Кто-то свистнул, кто-то хихикнул, кто-то сказал: "Дурак". Я схватил круглый камень размером с кружку, сказал Турку, что пусть он лучше поостережется: брат не в курсе - потому и согласился. Но если он, Турок, ударит с правой, я проломлю его турецкую башку булыжником.
- Ты нос подотри, - сказал Турок. - Уговор, понял?
- Не шуми, - сказал мне Коля. - Он не забьет.
- Он убьет, - сказал я. - Турок - сволочь. Он никогда не бьет по воротам - только по вратарю. - И закричал: - Он убийца, садист!
Турок усмехнулся криво. Ему было лестно слышать такое. И парни, и мальчишки чувствовали себя неважнецки, словно были поднатчиками. Я схватил Колю за ногу, попытался укусить его за икру, но меня оттащили и держали.
Турок поставил мяч. Разбежался.
Коля шагнул вперед.
Турок ударил. Коля взял мяч на грудь. Охнул, упав. Мяч не выкатился у него из рук. Коля сел и долго кашлял.

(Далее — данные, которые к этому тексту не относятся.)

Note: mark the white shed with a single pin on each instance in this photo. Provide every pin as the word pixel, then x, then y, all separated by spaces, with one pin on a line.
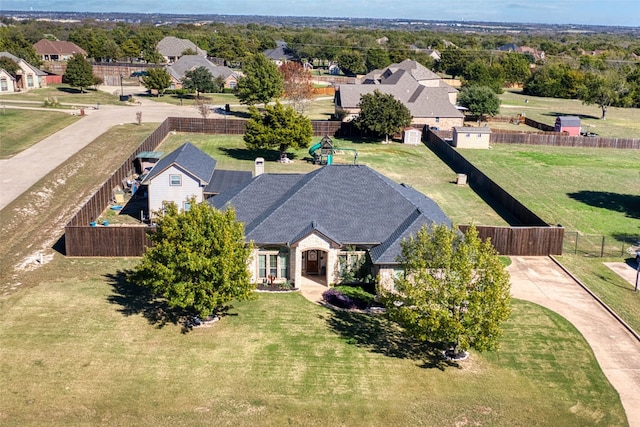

Я побежал на Турка с камнем. Турок стоял столбом и с некоторым радостным удивлением улыбался своей подлой кривой турецкой улыбкой.
- Ну чего ты, пря, со своим камнем. Ты, пря, посмотри - никто не брал, он взял. - Турок увернулся от брошенного мной булыжника. - Да ты, пря, пойми, шкет - взял ведь.
Турок, он всегда говорил свое "пря", если говорил много. Он поднял мяч ногой, зажал его под мышкой и пошел, пожимая плечами, тяжелыми, как бы стегаными, приспособленными для переноски тяжестей.
Турок, хоть и сволочь, но был прав. Коля взял мяч. И ребята, собравшиеся вокруг, не столько жалели его, сколько радовались и восхищались. Мне тогда было двенадцать, Коле шестнадцать. Турок осенью в армию уходил.
Коля кашлял в платок, и в платке была кровь.